Arrow metadata classes

The arrow package defines the following classes for representing metadata:

  • A Schema is a list of Field objects used to describe the structure of a tabular data object; where
  • A Field specifies a character string name and a DataType; and
  • A DataType is an attribute controlling how values are represented

Consider this:

df <- data.frame(x = 1:3, y = c("a", "b", "c"))
tb <- arrow_table(df)
tb$schema
## Schema
## x: int32
## y: string
## 
## See $metadata for additional Schema metadata

The schema that has been automatically inferred could also be manually created:

schema(
  field(name = "x", type = int32()),
  field(name = "y", type = utf8())
)
## Schema
## x: int32
## y: string

The schema() function allows the following shorthand to define fields:

schema(x = int32(), y = utf8())
## Schema
## x: int32
## y: string

Sometimes it is important to specify the schema manually, particularly if you want fine-grained control over the Arrow data types:

arrow_table(df, schema = schema(x = int64(), y = utf8()))
## Table
## 3 rows x 2 columns
## $x <int64>
## $y <string>
## 
## See $metadata for additional Schema metadata
arrow_table(df, schema = schema(x = float64(), y = utf8()))
## Table
## 3 rows x 2 columns
## $x <double>
## $y <string>
## 
## See $metadata for additional Schema metadata

R object attributes

Arrow supports custom key-value metadata attached to Schemas. When we convert a data.frame to an Arrow Table or RecordBatch, the package stores any attributes() attached to the columns of the data.frame in the Arrow object Schema. Attributes added to objects in this fashion are stored under the r key, as shown below:

# data frame with custom metadata
df <- data.frame(x = 1:3, y = c("a", "b", "c"))
attr(df, "df_meta") <- "custom data frame metadata"
attr(df$y, "col_meta") <- "custom column metadata"
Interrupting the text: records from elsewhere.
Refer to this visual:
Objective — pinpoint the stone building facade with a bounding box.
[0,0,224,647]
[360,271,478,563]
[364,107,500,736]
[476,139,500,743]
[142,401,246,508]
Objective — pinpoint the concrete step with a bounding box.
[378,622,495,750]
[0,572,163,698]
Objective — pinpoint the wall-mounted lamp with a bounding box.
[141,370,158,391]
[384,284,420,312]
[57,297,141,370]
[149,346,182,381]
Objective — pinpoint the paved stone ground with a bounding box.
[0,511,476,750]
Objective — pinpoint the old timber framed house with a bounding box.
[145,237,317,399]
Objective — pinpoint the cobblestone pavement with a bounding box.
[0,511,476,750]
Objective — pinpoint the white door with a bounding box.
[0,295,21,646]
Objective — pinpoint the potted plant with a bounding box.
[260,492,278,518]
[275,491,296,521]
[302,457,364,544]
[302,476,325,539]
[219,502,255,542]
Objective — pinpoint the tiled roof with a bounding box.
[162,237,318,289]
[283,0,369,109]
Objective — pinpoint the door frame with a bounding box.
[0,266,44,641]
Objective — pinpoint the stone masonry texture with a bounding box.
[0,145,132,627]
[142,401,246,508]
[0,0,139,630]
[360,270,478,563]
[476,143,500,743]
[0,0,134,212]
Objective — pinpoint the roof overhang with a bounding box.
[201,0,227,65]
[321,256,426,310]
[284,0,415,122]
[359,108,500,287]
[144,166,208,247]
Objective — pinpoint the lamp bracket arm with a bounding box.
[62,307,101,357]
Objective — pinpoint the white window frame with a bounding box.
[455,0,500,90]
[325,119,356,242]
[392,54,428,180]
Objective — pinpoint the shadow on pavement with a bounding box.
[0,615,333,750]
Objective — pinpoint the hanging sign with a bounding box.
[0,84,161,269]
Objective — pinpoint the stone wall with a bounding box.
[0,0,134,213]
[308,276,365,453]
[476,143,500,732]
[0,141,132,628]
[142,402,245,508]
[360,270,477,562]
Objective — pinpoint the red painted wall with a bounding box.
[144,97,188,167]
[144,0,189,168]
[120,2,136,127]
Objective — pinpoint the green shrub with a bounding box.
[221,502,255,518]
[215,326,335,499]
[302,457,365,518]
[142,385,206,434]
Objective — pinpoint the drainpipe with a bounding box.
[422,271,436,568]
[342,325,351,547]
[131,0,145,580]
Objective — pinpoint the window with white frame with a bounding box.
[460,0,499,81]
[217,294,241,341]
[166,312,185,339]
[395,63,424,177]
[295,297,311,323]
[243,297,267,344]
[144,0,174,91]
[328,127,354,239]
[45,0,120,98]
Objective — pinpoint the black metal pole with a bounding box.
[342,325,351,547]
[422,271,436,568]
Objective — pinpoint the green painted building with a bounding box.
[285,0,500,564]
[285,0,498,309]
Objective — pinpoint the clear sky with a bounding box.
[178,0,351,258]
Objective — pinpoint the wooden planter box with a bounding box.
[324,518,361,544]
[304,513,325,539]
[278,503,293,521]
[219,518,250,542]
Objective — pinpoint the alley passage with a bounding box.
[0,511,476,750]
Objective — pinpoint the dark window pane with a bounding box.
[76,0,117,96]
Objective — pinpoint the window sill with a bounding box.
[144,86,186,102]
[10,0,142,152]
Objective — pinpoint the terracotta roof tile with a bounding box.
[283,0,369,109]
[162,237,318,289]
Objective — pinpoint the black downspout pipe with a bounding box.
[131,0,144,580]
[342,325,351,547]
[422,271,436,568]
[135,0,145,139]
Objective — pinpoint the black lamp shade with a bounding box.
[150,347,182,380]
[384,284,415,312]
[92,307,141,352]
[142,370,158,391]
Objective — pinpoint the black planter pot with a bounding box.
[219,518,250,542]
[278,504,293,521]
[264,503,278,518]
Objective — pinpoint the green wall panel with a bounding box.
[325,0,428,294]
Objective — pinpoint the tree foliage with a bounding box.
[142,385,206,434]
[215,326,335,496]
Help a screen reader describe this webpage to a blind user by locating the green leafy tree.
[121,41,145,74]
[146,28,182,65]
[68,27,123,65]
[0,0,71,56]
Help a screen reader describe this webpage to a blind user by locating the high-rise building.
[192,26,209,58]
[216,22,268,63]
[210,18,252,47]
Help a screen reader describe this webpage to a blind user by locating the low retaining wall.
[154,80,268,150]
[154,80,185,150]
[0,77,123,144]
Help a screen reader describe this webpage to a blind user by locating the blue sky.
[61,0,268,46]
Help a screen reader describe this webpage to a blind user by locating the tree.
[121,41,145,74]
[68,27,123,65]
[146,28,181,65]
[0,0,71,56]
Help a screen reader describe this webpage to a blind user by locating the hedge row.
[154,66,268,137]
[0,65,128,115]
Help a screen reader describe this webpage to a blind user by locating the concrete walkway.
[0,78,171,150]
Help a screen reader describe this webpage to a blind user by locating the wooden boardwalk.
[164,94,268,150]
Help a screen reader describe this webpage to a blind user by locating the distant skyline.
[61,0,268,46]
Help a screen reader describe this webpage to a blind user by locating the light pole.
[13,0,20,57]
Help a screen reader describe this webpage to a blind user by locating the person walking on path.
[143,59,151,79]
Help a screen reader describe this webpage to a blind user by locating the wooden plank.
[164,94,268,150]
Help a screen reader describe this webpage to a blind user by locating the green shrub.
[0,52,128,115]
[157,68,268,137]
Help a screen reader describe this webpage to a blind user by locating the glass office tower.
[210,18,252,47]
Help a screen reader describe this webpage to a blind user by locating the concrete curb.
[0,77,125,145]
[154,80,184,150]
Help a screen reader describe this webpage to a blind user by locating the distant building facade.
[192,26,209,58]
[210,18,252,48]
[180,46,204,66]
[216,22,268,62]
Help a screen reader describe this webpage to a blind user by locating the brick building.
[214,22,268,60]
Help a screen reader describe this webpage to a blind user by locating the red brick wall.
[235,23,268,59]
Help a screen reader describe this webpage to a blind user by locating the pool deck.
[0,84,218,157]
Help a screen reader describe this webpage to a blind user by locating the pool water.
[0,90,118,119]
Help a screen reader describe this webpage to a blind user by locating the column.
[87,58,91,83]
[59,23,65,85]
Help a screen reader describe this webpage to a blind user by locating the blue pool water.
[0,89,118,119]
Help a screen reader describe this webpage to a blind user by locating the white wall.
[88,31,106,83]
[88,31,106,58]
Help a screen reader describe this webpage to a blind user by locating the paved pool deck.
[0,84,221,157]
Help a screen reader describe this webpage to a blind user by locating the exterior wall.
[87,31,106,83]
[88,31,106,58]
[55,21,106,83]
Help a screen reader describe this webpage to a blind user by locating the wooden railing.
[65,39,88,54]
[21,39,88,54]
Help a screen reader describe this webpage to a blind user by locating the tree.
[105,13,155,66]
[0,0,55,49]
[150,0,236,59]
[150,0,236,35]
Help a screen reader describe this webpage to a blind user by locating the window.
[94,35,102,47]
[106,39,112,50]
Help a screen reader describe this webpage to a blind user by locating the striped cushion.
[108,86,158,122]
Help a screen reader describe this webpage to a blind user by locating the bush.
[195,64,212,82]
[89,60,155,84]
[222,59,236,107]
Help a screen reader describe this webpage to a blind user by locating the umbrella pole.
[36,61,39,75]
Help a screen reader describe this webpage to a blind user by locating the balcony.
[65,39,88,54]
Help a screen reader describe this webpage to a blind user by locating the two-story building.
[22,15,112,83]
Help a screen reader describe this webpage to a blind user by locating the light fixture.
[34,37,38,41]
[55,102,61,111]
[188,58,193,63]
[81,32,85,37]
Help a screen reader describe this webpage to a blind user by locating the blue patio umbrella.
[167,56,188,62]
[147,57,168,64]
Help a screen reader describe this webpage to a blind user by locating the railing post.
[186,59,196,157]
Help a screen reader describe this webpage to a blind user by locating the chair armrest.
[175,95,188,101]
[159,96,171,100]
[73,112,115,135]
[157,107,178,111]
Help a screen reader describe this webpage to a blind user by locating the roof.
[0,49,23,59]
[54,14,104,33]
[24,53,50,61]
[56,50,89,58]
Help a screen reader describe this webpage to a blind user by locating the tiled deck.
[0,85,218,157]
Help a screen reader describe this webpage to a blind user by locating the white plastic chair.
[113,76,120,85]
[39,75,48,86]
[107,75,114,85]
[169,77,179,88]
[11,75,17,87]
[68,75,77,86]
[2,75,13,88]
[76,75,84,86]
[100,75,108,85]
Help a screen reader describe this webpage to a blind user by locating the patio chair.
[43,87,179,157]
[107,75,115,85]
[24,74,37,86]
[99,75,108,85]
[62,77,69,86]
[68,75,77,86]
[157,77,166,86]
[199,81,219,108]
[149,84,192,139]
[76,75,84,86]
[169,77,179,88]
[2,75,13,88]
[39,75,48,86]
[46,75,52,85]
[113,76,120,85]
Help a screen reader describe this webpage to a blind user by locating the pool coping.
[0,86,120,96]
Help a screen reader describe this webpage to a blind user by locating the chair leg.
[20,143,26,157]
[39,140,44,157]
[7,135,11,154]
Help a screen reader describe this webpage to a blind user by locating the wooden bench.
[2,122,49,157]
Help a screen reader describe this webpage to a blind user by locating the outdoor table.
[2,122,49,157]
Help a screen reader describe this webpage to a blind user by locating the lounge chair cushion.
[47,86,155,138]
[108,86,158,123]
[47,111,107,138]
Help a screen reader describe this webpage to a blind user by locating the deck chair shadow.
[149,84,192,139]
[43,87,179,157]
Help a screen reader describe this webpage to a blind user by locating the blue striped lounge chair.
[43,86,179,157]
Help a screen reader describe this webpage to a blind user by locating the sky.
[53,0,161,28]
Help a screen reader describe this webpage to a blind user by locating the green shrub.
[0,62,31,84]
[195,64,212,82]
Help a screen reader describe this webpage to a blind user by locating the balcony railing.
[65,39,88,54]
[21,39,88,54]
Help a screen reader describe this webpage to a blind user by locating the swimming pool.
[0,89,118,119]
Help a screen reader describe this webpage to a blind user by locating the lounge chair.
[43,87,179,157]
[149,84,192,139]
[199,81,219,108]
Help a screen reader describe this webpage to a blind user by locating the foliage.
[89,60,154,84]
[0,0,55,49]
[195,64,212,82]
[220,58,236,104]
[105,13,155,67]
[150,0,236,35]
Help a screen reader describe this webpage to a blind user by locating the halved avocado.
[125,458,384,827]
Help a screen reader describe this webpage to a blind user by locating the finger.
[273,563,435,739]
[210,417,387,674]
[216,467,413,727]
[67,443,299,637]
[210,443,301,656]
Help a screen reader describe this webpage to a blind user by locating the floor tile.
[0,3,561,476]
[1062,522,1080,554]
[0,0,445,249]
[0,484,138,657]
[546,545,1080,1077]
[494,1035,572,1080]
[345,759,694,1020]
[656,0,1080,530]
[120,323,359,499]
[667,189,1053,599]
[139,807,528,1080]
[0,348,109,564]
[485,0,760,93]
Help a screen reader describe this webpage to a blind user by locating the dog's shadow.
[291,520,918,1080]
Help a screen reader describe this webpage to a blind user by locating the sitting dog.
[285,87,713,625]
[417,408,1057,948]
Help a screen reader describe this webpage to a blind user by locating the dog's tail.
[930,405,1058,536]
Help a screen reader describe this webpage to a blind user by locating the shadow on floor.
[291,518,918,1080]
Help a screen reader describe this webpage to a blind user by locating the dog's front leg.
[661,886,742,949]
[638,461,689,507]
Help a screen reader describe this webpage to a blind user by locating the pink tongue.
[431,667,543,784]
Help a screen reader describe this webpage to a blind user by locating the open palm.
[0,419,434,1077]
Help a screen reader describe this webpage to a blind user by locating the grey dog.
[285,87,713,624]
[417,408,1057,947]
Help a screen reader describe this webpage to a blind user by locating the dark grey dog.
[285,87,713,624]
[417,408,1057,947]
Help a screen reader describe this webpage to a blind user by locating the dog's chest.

# when converted to a Table, the metadata is preserved
tb <- arrow_table(df)
tb$metadata
## $r
## $r$attributes
## $r$attributes$df_meta
## [1] "custom data frame metadata"
## 
## $r$attributes$class
## [1] "data.frame"
## 
## 
## $r$columns
## $r$columns$x
## NULL
## 
## $r$columns$y
## $r$columns$y$attributes
## $r$columns$y$attributes$col_meta
## [1] "custom column metadata"
## 
## 
## $r$columns$y$columns
## NULL

It is also possible to assign additional string metadata under any other key you wish, using a command like this:

tb$metadata$new_key <- "new value"

Metadata attached to a Schema is preserved when writing the Table to Arrow/Feather or Parquet formats. When reading those files into R, or when calling as.data.frame() on a Table or RecordBatch, the column attributes are restored to the columns of the resulting data.frame. This means that custom data types, including haven::labelled, vctrs annotations, and others, are preserved when doing a round-trip through Arrow.

Note that the attributes stored in $metadata$r are only understood by R. If you write a data.frame with haven columns to a Feather file and read that in Pandas, the haven metadata won’t be recognized there. Similarly, Pandas writes its own custom metadata, which the R package does not consume. You are free, however, to define custom metadata conventions for your application and assign any (string) values you want to other metadata keys.